Prerequisite: Mealy and Moore Machines, Difference between Mealy machine and Moore machine

In this article, we will see some designing of Finite Automata with Output i.e, Moore and Mealy machines.

**Problem:** Construction of the machines that take the binary number {0, 1} as input and produce residue modulo ‘2’ as output i.e, when the equivalent decimal number of binary input over {0, 1} is divided by 2 then it gives output as it’s remainder.

Assume,

Ε = {0, 1} and Δ = {0, 1}

where Ε and Δ are the input and output alphabet respectively.

**The required Moore machine is constructed below:**

In the above diagram, the initial state ‘X’ on getting ‘0’ as the input it remains in the state of itself and prints ‘0’ as the output and on getting ‘1’ as the input it transmits to a state ‘Y’ and prints ‘1’ as the output so on for the remaining states.

For **example**, when the input string is ’10’ then above Moore machine produce 0 as the output because the decimal equivalent of binary input ’10’ is 2 and 2 divided by 2 is 0 i.e, the remainder is 0. Thus finally above Moore machine can easily produce residue modulo ‘2’ as output i.e, when the equivalent decimal number of binary input over {0, 1} is divided by 2 then it gives output as it’s remainder.

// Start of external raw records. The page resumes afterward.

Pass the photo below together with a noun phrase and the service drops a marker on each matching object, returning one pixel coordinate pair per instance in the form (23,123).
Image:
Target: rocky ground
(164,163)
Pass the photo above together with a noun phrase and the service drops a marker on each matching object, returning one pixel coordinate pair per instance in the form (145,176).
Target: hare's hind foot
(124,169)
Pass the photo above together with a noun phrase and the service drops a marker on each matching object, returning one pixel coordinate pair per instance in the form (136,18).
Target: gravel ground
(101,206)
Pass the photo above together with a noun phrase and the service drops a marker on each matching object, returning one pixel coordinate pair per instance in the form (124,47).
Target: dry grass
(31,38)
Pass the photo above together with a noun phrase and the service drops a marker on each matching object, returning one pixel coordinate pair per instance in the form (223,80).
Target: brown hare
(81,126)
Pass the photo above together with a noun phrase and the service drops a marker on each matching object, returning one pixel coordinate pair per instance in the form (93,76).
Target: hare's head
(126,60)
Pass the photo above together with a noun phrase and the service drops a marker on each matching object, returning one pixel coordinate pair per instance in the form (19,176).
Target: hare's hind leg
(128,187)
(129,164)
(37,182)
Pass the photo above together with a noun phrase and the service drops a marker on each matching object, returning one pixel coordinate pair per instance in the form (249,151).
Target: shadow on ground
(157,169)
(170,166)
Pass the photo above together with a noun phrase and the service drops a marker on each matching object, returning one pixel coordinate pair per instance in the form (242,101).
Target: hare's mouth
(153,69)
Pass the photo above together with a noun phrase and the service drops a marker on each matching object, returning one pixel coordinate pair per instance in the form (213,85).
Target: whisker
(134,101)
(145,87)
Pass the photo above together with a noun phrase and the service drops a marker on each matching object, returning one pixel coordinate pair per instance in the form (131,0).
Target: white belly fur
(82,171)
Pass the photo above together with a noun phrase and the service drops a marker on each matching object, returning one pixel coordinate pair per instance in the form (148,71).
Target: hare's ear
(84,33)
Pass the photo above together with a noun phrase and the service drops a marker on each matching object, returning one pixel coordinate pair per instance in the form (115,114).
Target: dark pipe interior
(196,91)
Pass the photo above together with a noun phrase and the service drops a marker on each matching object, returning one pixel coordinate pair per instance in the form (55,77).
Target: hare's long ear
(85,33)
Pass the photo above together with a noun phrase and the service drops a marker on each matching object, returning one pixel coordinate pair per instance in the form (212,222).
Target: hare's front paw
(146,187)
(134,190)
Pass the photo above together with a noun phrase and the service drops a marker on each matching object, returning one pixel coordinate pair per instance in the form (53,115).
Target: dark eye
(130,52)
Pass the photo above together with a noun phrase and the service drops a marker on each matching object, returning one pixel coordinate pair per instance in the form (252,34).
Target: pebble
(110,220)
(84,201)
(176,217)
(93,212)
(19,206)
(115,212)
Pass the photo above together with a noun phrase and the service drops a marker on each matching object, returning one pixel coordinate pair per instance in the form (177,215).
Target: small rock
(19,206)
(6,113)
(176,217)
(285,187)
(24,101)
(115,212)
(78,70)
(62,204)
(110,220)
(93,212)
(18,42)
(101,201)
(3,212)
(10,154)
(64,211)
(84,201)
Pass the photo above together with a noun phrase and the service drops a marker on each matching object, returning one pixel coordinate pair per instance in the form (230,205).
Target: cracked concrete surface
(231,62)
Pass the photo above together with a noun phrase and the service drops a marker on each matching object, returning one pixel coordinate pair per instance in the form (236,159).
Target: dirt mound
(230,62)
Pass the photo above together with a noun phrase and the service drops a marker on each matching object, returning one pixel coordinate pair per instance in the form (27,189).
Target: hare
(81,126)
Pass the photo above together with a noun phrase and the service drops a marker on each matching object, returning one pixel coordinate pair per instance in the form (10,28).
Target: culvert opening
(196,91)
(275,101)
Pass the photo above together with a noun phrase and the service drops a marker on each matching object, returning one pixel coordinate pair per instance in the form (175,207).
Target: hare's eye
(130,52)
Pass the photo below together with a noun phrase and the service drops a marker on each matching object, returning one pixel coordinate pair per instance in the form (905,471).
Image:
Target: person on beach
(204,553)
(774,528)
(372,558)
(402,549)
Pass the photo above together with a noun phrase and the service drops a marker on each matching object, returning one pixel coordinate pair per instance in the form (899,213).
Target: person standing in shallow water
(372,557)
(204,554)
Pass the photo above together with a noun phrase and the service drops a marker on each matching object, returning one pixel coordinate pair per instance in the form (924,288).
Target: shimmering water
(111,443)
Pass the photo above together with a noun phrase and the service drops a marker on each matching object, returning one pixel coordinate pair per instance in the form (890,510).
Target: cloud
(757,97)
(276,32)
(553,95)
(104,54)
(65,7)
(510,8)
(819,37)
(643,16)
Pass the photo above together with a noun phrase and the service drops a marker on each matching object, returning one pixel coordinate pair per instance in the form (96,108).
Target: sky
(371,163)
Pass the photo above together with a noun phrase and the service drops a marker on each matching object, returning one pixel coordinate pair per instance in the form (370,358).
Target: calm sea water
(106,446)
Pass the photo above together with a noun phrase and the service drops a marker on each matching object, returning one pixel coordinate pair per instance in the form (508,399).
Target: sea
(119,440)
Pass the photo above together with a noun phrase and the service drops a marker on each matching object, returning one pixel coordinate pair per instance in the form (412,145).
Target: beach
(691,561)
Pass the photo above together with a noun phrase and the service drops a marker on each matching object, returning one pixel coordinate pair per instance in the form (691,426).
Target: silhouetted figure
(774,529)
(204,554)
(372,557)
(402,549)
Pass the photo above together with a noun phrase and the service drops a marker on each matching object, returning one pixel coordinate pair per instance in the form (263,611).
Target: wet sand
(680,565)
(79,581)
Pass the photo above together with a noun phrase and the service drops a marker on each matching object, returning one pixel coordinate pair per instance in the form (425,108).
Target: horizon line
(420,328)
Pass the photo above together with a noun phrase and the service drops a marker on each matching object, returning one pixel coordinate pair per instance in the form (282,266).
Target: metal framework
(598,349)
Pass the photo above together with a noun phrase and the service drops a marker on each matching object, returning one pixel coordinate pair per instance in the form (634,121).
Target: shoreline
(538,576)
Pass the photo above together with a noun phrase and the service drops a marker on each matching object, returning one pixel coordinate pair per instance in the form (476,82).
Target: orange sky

**The required Mealy machine is constructed below:**

In the above diagram, the initial state ‘X’ on getting ‘0’ as the input it remains in the state of itself and prints ‘0’ as the output and on getting ‘1’ as the input it transmits to a state ‘Y’ and prints ‘1’ as the output. The state ‘Y’ on getting ‘1’ as the input it remains in the state of itself and prints ‘1’ as the output and on getting ‘0’ as the input it goes back to the initial state ‘X’ and prints ‘0’ as the output.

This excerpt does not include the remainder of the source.